So you bought a new house and the lawn looks like it’s been neglected for years. It’s full of weeds with no good grass in sight. Your first thought might be to call the landscaper and have them replace the old lawn with new sod. This is a great idea- if you have a few thousand dollars laying around. But when you buy a new house, chances are good you will prioritize other things over new sod. But with a little elbow grease and a few tips, you can turn around a bad lawn with minimal cost.
First things first: give the lawn a good rake. I’m talking arm killing, short, hard strokes. This is the best upper body workout you will ever get. You are aiming to rake up any dead material and rough up the soil. Apply a good weed and feed fertilizer. We are partial to Menards brand, it’s inexpensive and effective. Let it sit for a few weeks and water in slightly if no rain is forecast.
It’s time to seed. Cover the entire lawn with a ½ inch or so of dry top soil. If you are in an area with heavy clay soil, add sand in 4:1 proportion.
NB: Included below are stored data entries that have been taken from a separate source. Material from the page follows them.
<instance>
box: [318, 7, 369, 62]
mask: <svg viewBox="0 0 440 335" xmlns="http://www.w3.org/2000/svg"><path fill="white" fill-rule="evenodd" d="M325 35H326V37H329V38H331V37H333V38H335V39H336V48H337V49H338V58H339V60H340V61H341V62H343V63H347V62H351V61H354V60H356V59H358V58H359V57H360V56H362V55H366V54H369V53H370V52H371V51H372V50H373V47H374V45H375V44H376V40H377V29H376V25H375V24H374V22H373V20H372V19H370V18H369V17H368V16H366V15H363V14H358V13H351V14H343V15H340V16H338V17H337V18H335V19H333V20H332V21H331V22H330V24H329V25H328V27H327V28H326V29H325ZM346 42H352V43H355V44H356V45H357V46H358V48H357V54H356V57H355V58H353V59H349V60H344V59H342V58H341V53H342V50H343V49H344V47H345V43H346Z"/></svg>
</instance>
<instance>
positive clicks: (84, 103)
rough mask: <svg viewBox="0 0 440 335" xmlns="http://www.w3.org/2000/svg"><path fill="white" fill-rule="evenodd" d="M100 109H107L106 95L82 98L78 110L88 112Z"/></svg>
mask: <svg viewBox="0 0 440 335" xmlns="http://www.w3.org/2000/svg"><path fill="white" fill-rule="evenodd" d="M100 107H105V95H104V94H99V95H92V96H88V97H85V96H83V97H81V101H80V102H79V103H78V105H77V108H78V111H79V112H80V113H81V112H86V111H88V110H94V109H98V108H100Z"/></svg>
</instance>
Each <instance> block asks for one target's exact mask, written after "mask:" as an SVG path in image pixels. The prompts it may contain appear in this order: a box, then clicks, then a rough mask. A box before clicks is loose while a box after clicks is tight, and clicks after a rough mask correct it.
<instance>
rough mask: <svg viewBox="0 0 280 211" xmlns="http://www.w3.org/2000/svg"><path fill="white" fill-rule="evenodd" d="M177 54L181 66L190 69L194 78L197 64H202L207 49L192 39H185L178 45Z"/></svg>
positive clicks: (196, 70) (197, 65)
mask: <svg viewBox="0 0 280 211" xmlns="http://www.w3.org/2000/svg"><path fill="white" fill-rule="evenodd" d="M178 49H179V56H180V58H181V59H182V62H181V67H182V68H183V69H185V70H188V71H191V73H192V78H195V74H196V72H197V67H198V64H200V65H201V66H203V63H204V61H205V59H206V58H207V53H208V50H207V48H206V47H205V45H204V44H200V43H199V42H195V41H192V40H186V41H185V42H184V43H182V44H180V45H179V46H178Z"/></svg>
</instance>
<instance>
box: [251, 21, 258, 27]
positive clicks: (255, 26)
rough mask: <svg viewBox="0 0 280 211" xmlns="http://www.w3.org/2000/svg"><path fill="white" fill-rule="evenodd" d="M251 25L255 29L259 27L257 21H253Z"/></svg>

Toss out shovelfuls and spread with the back of a rake. Spread the seed evenly and cover lightly with more topsoil. The most important thing now is water. The seed needs to be moistened every day till it germinates. This can take up to 2 weeks depending on soil and air temperature. Usually you will see it sprouting in 7-10 days. Now water thoroughly (1 inch) once a week.
As far as mowing goes, less is more. Or I should say longer is better. Grass should be no shorter than 2 1/2 to 3 inches. Encourage long, strong roots with good growth on top. Strong grass roots will also crowd out any weeds that want to hang around. The best weed preventative is a good strong lawn.
Keep up the topsoil and seeding throughout the late spring into mid-summer. Grass doesn’t like extremely hot temps, so keep up with watering and adding topsoil. You really can’t add too much topsoil. Watch when you water, and when it rains, for low spots where water pools and add more topsoil there. Chances are your soil was poor to start, that’s why you had so many weeds. Do another weed and feed mid-summer and again later in the fall.
You should notice by the end of summer that you have more grass than weeds! Keep up your routine of fertilize, seed, topsoil, water, and proper mowing. You will be rewarded with a green, healthy lawn that cost a few hundred dollars instead of thousands.